On stage before a cheering crowd in a hotel ballroom here as the final votes were being counted, Paul said that winning elections is the best way to promote a cause, declaring himself one of the night’s three winners.
Paul claimed a ticket out of Iowa, vowing to continue his fight, even as his GOP rivals have dismissed him as a fringe candidate and as party leaders have flatly declared him unelectable.
Iowa voters thought otherwise, taking to Paul’s strident antiwar and small-government message in enough numbers to lift him into a finish just a few percentage points behind Mitt Romney and Rick Santorum. Evangelicals, home-schoolers, young people, moderates, libertarians and disaffected Democrats formed an unlikely coalition that led to Paul’s strong showing, and at his Tuesday evening rally he predicted Iowa would be a launching pad to bigger things.
“We have tremendous opportunity to continue this momentum, it won’t be long that there’s going to be an election up in New Hampshire, and believe me, this momentum is going to continue and this movement is going to continue and we are going to keep scoring,” Paul said to his supporters. “So tonight, we have come out of an election where there were essentially three winners, three top vote-getters and we will go on, we will raise the money, I have no doubt about the volunteers.”
Ron Paul’s success in 2012 has underscored the differences in the attitudes of Republican voters from 2008, and many, including Sarah Palin, have warned that establishment Republicans should not ignore Paul’s message.
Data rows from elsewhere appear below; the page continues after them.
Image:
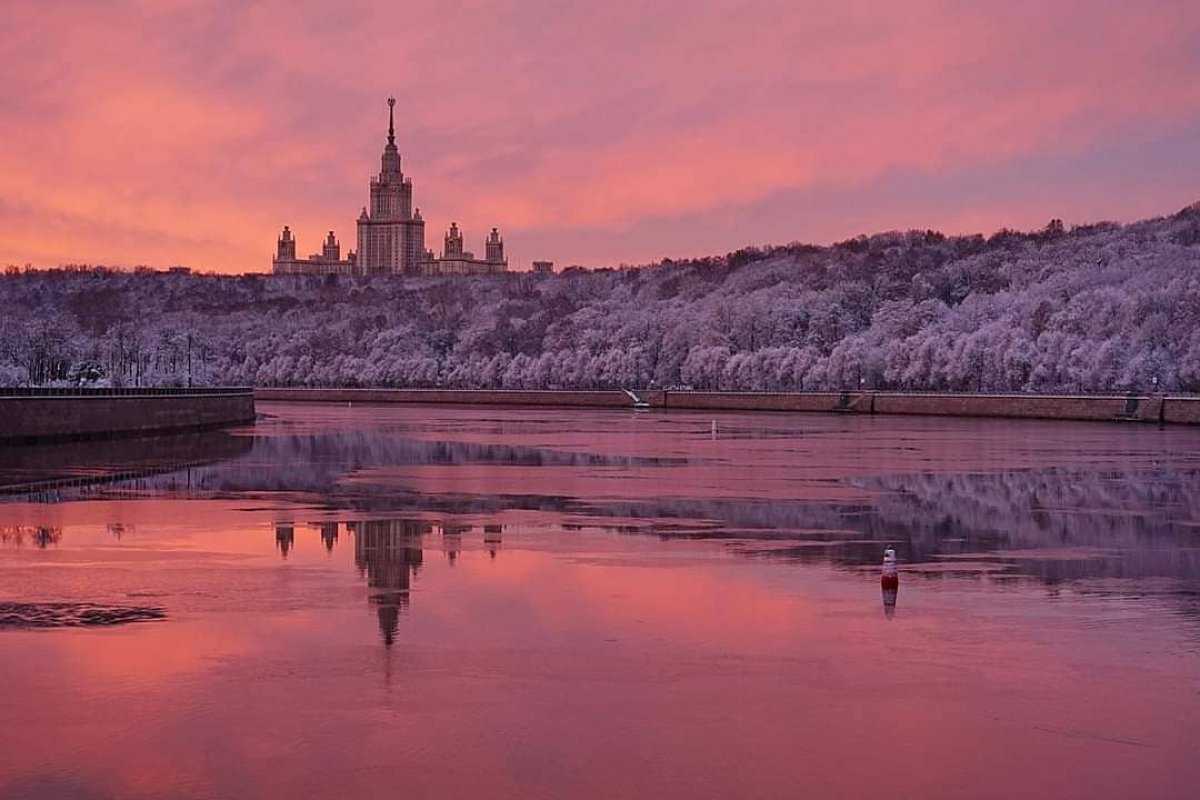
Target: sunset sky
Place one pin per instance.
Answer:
(591, 132)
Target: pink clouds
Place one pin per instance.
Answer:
(190, 133)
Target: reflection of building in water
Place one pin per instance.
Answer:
(388, 553)
(492, 539)
(889, 601)
(285, 536)
(328, 534)
(451, 540)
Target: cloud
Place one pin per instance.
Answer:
(142, 132)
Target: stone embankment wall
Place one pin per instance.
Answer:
(1133, 408)
(55, 415)
(454, 397)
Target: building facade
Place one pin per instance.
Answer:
(391, 234)
(328, 262)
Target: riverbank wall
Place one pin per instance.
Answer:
(1120, 408)
(41, 415)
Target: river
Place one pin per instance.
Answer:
(448, 602)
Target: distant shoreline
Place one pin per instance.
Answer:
(1164, 409)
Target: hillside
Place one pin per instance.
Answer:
(1093, 308)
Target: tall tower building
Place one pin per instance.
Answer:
(391, 236)
(287, 246)
(453, 246)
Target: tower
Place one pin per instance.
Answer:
(453, 247)
(495, 248)
(331, 251)
(391, 238)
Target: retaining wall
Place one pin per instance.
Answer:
(454, 397)
(1182, 410)
(57, 415)
(1138, 408)
(1036, 407)
(772, 401)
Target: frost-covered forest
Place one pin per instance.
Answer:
(1091, 308)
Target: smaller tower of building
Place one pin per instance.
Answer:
(331, 250)
(495, 248)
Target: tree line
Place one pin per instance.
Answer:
(1092, 308)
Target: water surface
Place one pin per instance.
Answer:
(538, 603)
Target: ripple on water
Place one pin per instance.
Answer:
(73, 614)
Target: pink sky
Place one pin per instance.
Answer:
(591, 133)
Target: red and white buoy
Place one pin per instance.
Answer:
(891, 576)
(891, 582)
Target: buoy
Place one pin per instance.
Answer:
(891, 576)
(891, 583)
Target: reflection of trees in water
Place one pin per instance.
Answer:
(317, 462)
(54, 473)
(1128, 524)
(40, 536)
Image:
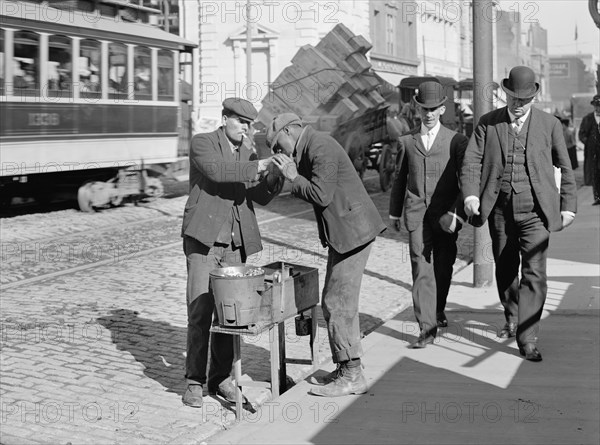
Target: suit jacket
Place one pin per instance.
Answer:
(589, 134)
(217, 182)
(346, 216)
(426, 182)
(485, 159)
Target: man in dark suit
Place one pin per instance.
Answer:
(322, 174)
(219, 228)
(589, 134)
(507, 178)
(426, 187)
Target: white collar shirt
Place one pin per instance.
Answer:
(428, 136)
(522, 119)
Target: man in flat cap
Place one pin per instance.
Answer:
(507, 179)
(219, 228)
(426, 188)
(589, 134)
(322, 174)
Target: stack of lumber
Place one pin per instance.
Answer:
(326, 84)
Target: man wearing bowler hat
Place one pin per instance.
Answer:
(425, 190)
(219, 228)
(507, 179)
(322, 174)
(589, 134)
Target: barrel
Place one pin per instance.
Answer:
(237, 292)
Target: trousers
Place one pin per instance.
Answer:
(519, 238)
(432, 255)
(201, 313)
(340, 301)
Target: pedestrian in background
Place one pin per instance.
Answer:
(219, 229)
(507, 179)
(589, 134)
(570, 141)
(322, 174)
(425, 191)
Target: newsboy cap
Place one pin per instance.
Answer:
(279, 123)
(521, 83)
(430, 95)
(244, 109)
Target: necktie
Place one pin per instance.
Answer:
(517, 125)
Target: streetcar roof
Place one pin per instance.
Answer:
(42, 17)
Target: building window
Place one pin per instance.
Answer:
(390, 33)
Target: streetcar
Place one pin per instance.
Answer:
(86, 100)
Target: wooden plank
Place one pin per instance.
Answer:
(345, 109)
(359, 44)
(358, 62)
(328, 122)
(335, 47)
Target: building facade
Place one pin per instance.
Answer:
(393, 26)
(569, 75)
(277, 30)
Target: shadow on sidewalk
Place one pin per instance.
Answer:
(160, 347)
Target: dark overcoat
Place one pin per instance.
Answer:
(485, 159)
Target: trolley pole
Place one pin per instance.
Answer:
(483, 15)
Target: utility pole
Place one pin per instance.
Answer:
(249, 59)
(248, 45)
(483, 11)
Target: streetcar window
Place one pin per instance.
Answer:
(60, 67)
(165, 75)
(117, 70)
(26, 69)
(142, 77)
(2, 62)
(89, 67)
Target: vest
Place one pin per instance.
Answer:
(516, 178)
(230, 232)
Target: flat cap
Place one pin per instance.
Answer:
(244, 109)
(279, 123)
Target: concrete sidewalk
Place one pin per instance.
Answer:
(470, 386)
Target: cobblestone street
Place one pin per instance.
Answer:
(93, 319)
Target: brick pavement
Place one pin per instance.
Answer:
(96, 355)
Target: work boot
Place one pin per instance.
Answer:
(193, 396)
(327, 378)
(350, 380)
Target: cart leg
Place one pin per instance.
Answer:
(282, 366)
(275, 362)
(237, 375)
(314, 348)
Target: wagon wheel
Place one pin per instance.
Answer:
(354, 148)
(85, 197)
(387, 165)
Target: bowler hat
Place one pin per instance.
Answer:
(430, 95)
(279, 123)
(521, 83)
(241, 107)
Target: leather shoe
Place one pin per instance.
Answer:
(530, 352)
(193, 396)
(509, 330)
(423, 341)
(349, 381)
(327, 378)
(226, 390)
(442, 321)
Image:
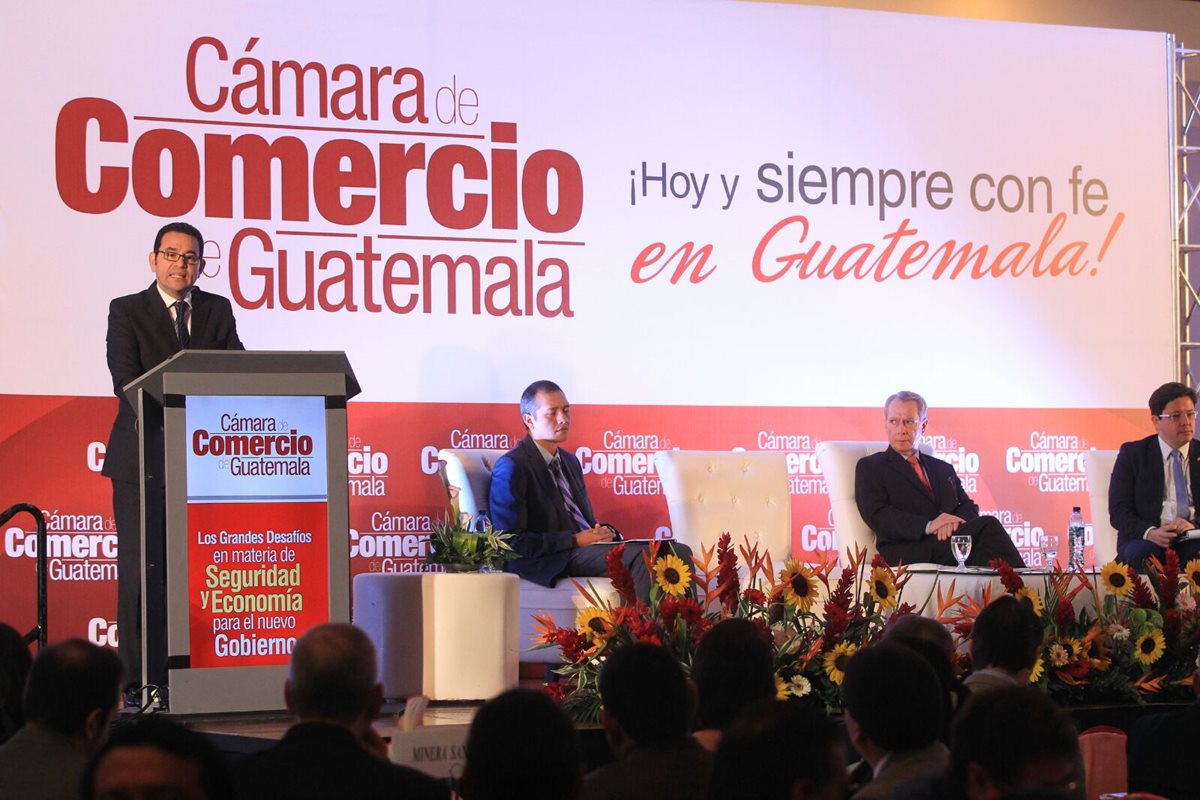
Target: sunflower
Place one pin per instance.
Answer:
(835, 661)
(594, 623)
(1033, 597)
(799, 584)
(883, 587)
(1150, 647)
(1115, 577)
(672, 575)
(1192, 572)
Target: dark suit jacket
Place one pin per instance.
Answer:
(142, 336)
(1135, 492)
(525, 500)
(317, 761)
(894, 501)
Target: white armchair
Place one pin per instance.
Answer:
(743, 493)
(471, 471)
(1098, 467)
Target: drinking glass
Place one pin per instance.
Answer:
(960, 543)
(1049, 551)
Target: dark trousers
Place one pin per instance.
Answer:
(989, 540)
(1137, 553)
(591, 561)
(127, 515)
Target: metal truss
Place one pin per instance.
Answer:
(1186, 202)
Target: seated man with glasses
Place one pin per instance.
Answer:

As Felicia Sonmez explained:
Former Alaska governor Sarah Palin (R) said Tuesday night that Republicans who would marginalize Rep. Ron Paul (R-Texas) are making a big mistake.
“Here’s the deal,” Palin told Fox Business Network’s Neil Cavuto. “The GOP would be so remiss to marginalize Ron Paul and his supporters as we come out of Iowa tonight and move down the road to New Hampshire, South Carolina and Florida, et cetera. If we marginalize these supporters who have been touched by Ron Paul and what he believed in over these years, well, then, through a third party run of Ron Paul’s or the Democrats capturing those independents and these libertarians who supported what Ron Paul’s been talking about, well, then the GOP is going to lose. And then there will be no light at the end of the tunnel.”
“So, the worst thing that the GOP machine can do is marginalize Ron Paul and his supporters,” she added.
Palin said that while she disagrees with Paul on foreign policy, the Texas Republican “does have good ideas when it comes to the austerity measures that domestically we must engage in in order to be secure, in order to be solvent as a nation.”
“The supporters of Ron Paul, they hear that. They have been touched by that,” she said.
Asked by Cavuto whether she thinks Ron Paul would be able to win the presidency, Palin did not directly respond. She did muse, however, that Paul might mount a third-party bid that could hurt the chances of the eventual GOP nominee.
Ron Paul will look to take advantage of his third place finish in Iowa next week in New Hampshire, and said he remains confident he has a chance at the GOP nomination. As AP reported:
Texas Congressman Ron Paul says he’s happy with his “good showing” in Iowa, where he finished third in the Republican presidential caucuses.
The Republican with a libertarian bent tells NBC’s “Today” show he felt it was a sound performance, and “it’s doing very well to be in the money” and getting an opportunity to go into New Hampshire.
Paul seeks to distinguish his brand of conservatism with “neo-conservatism,” saying he doesn’t understand why “some conservatives think that the more money you spend overseas, the more conservative you are.”
Paul has been speaking sharply about reducing the American profile in the world, saying it needs to be less interventionist. He says he can be a significant factor in this year’s election campaign because his candidacy has attracted many young voters.